Kaplan, Alice. The Collaborator: The Trial and Execution of Robert Brasillach. Chicago and London, The University of Chicago Press, 2001.
Word Count: 708
A Rare Specimen of Nationalist Collaboration in Robert Brasillach
In 1942 in France there existed a certain writer devoid of integrity. Once a member of a politically diverse group of gifted academics, Robert Brasillach drifted into the sphere of a close family friend, Maurice Bardèche, and then through conservative society in France to Nazism. In The Collaborator by Alice Kaplan, two major implements of innocence are offered in addition to an intimate history of the writer’s career and trial. The career of the writer is difficult to reconstruct; even such important facts as the nature of his sexuality have been lost to history.
Apologizing for denouncers of the Resistance and anti semites is serious. By the millennium, the case of Robert Brasillach had attracted attention as a case in which French Justice was too harsh, and great in its reach (234). Enough stress cannot be placed on the seriousness of the actions of Brasillach that resulted in the death of writers. Facts have not changed since the event of the trial.
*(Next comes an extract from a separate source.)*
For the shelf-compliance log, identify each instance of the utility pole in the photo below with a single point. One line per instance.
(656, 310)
In the early moments, Brasillach appeared to be one of the greatest minds of France. Even in a POW camp, though his mind had begun to experience the creeping poison of anti semitic indoctrination, he demonstrated a genius intellectual prowess, writing novels in their entirety before other inmates without edits (40). The work of Alain-Fournier inspired him to write in “tight, voluptuous little paragraphs” in his early novels and essays (5). Sitting adorned with all of the splendor and “iron jewels” of a prisoner, he wished during his trial to appear a quiet and humble writer of novels and romantic work, and to shed the subsuming odor of collaborationist denunciation, murder, and pillage that his actions cloaked him in (190).
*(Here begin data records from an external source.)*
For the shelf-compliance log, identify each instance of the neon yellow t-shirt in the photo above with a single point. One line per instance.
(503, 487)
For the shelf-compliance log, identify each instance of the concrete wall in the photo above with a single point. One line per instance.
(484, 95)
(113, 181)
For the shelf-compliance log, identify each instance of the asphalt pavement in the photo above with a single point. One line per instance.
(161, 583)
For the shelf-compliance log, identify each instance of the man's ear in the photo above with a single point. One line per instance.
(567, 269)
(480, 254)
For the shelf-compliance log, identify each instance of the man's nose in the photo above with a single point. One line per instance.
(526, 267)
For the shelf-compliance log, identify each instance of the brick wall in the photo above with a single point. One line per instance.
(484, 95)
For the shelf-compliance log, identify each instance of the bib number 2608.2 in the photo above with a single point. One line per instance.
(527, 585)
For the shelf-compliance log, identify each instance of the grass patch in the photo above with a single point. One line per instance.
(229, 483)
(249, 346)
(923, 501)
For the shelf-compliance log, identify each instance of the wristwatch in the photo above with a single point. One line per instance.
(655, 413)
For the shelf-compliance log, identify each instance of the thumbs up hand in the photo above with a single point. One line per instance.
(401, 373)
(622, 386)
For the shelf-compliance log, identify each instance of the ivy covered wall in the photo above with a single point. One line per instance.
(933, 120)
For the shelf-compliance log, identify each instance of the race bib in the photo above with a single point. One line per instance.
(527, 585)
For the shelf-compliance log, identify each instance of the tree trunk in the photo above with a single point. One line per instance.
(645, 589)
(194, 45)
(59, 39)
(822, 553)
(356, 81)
At that time, with a bleak outlook, the attorney of Brasillach, Jacques Isorni told him that they could only “remain steadfast and hope” (185). Unable to prove innocence of the crimes that resulted or contributed to the deaths of fellow Frenchmen, the legal case rested on the impropriety of the proceedings. With his offensive retaliation to the accusations of Marcel Reboul, the prosecuting attorney, Isorni subtly pointed to the Prosecution’s historical quest to convict black marketeers of the Resistance. This fails exactly because the black market in occupied France was frequently run by Germans themselves, and many of the targets of Reboul’s court had been Germans through the war (102).
Isorni’s own work in the Special Committee defending Jews helped serve a contrast of collaborative administrative roles. It would not be until much later that speculation was offered that this was a trial about crimes against the “humanity of the pen” (218). At the time of the trial, concentration camps had shocked the nation, those defending in such cases as the Brasillach trial as well. In his last days the poetry he writes is despondent and both sexual and racial postures atypical of a racist denunciatory Nazi are presented (189). The guilt of the defendant can be supposed, and there seems to be an understanding of the justice in the verdict at the end of the war in this literary and social critic.
Brasillach himself had few pieces of credible defense. He quit his job at the denunciatory Je Suis Partout, but too late to be considered an act of resistance (152). His work selling classics may have been miscast in the trial, but a trial does not consist of the facts that fall, but those that stand. Brasillach is a man who sat up straight at the docket and defended collaborationist nationalism in the light of the holocaust and Nazi defeat.
Kaplan’s treatment of the life is light by necessity, and with about 100 pages devoted to the trial, she focuses on what is known rather than what is forgotten and lost of his life. As a historian, she exhibits a restraint in tackling a difficult case that has seduced many into sympathy for the Nazi at trial. This is not done by political maneuver or conjecture, but a simple and logical progression through the facts of the case that are known.